Un mostra “Il veleno dopo lo sparo”, ospitata da Bergamo a Cremona fino al Museo di Storia Naturale di Milano, racconta proprio questo paradosso: il piombo è ormai bandito da benzine, giocattoli, vernici, tubature, ceramiche e da qualsiasi materiale a contatto con gli alimenti, ma resta ampiamente in uso nelle munizioni da caccia. Ogni anno, nell’Unione europea, l’attività venatoria disperde nell’ambiente oltre 14000 tonnellate di piombo, un metallo che può restare nel suolo fino a un secolo. Secondo l’ECHA, l’agenzia europea per le sostanze chimiche, l’intossicazione da piombo uccide 2,3 milioni di uccelli l’anno nel solo continente; in Lombardia, il 73% delle aquile reali e degli avvoltoi trovati morti o in difficoltà tra il 2005 e il 2025, risultava contaminato da piombo di origine venatoria. L’OMS, infine, lo classifica come neurotossina senza soglia di sicurezza e sconsiglia il consumo di selvaggina abbattuta con munizioni tossiche, in particolare per bambini sotto i 7 anni, donne in età fertile e over 70.

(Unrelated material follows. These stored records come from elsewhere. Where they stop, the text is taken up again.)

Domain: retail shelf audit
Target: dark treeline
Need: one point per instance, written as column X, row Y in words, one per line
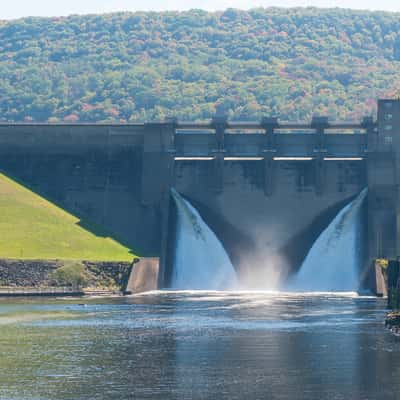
column 247, row 64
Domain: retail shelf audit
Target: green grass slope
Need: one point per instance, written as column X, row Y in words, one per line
column 34, row 228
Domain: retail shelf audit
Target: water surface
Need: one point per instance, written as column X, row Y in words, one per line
column 199, row 345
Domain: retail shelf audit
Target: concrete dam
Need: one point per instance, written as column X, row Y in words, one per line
column 266, row 189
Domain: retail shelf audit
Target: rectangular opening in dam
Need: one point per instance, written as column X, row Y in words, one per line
column 293, row 158
column 343, row 158
column 194, row 158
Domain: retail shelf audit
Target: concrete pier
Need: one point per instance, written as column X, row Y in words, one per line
column 266, row 188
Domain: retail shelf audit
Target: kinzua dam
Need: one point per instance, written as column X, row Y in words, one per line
column 275, row 195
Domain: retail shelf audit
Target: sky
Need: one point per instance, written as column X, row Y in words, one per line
column 23, row 8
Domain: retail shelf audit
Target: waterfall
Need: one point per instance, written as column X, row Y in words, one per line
column 333, row 262
column 201, row 261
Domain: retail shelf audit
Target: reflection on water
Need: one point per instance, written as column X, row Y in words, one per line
column 199, row 345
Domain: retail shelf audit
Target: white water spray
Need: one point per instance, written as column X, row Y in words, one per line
column 333, row 263
column 201, row 261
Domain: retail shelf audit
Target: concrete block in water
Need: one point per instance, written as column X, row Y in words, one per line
column 144, row 275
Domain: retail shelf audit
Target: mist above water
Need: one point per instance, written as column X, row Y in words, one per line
column 200, row 261
column 334, row 261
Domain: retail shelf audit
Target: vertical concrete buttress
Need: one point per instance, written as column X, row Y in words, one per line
column 269, row 151
column 157, row 180
column 383, row 166
column 219, row 124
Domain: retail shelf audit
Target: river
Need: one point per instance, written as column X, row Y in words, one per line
column 199, row 345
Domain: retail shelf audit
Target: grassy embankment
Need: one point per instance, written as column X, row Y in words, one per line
column 31, row 227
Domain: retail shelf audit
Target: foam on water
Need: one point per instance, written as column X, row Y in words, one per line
column 201, row 261
column 334, row 261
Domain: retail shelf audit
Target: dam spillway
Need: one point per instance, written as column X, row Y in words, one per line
column 335, row 259
column 200, row 260
column 262, row 187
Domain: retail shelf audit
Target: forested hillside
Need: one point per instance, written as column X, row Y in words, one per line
column 147, row 66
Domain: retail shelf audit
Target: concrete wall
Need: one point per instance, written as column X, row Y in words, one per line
column 261, row 231
column 94, row 172
column 266, row 212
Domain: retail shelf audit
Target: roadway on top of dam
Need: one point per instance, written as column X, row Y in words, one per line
column 218, row 138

La parte più amara resta quella industriale: aziende italiane come Fiocchi producono già da anni munizioni “lead-free” con proiettili monolitici in rame, ma quasi esclusivamente per l’export, a partire dal mercato statunitense, dove le normative locali le rendono più richieste. In Italia, dove le regole restano più permissive, si continua a vendere soprattutto munizioni al piombo tradizionali: il meglio all’estero, il vecchio in casa.

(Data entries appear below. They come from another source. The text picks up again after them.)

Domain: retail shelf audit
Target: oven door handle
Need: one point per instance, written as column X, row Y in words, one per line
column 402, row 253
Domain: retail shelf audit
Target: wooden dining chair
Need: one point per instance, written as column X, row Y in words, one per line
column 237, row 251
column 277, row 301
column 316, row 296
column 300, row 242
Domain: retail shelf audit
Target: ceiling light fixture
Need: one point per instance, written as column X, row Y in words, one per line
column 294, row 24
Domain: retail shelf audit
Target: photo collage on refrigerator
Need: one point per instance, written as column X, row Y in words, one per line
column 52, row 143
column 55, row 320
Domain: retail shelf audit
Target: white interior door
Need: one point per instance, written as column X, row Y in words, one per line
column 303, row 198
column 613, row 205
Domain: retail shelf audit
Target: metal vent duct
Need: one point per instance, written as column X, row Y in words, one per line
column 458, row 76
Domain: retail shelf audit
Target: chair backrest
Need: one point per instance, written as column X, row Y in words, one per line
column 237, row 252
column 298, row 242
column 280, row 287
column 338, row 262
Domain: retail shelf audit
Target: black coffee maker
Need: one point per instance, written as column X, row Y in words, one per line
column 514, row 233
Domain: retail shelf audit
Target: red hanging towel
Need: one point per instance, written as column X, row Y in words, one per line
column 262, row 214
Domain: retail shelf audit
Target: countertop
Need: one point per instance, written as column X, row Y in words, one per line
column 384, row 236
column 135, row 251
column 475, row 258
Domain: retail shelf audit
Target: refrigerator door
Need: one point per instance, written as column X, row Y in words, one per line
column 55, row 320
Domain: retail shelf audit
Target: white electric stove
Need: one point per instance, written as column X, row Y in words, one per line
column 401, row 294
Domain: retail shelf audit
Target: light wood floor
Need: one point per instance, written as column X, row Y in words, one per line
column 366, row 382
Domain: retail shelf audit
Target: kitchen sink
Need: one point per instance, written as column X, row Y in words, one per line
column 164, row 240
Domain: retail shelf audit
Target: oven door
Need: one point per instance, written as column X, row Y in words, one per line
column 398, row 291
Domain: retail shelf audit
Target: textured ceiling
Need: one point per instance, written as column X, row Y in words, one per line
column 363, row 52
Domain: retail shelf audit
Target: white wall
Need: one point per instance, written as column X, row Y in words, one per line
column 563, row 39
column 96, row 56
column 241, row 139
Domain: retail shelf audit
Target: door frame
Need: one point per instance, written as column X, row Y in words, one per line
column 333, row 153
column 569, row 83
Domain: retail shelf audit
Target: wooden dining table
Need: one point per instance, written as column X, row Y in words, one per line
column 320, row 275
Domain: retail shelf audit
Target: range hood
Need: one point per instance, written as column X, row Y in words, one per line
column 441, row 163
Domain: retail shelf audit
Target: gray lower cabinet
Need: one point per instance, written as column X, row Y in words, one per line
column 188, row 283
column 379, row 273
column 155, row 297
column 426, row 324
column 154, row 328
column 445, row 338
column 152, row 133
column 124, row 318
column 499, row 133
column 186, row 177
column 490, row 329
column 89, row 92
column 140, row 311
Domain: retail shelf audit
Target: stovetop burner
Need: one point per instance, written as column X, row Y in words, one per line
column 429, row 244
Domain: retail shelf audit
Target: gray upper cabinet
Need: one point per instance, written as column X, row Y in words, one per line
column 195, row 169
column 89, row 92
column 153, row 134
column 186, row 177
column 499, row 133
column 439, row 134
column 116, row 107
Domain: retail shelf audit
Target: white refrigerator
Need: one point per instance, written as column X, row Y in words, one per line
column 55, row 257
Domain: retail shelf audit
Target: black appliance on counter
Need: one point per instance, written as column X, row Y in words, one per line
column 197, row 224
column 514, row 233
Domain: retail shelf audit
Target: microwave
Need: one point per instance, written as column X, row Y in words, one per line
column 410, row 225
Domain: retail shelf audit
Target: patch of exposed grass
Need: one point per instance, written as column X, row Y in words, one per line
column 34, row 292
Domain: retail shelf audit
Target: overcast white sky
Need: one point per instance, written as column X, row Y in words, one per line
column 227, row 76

Sullo sfondo poi, il rapporto Europe’s Environment 2025 dell’Agenzia europea per l’ambiente racconta ben altro e certifica che nell’Unione l’81 per cento degli habitat e oltre un terzo delle specie di uccelli protette si trova in stato di conservazione inadeguato o cattivo.
Infine i numeri, che già ci raccontano cosa significhi gestire la fauna col fucile: oltre 32 milioni di uccelli abbattuti tra le stagioni 2017-2018 e 2022-2023 e nove morti e 37 feriti nella sola stagione venatoria 2025-2026, secondo il monitoraggio dell’Università di Urbino.
Le leggi possono essere aggiornate quando cambiano le conoscenze. Ma proprio per questo dovrebbero incorporare le migliori evidenze scientifiche disponibili, non ignorarle. Perché la fauna selvatica non appartiene a singole categorie, ma è un bene pubblico, tutelato dalla Costituzione, e la sua gestione dovrebbe poggiare prima di tutto sulle conoscenze accumulate dalla ricerca.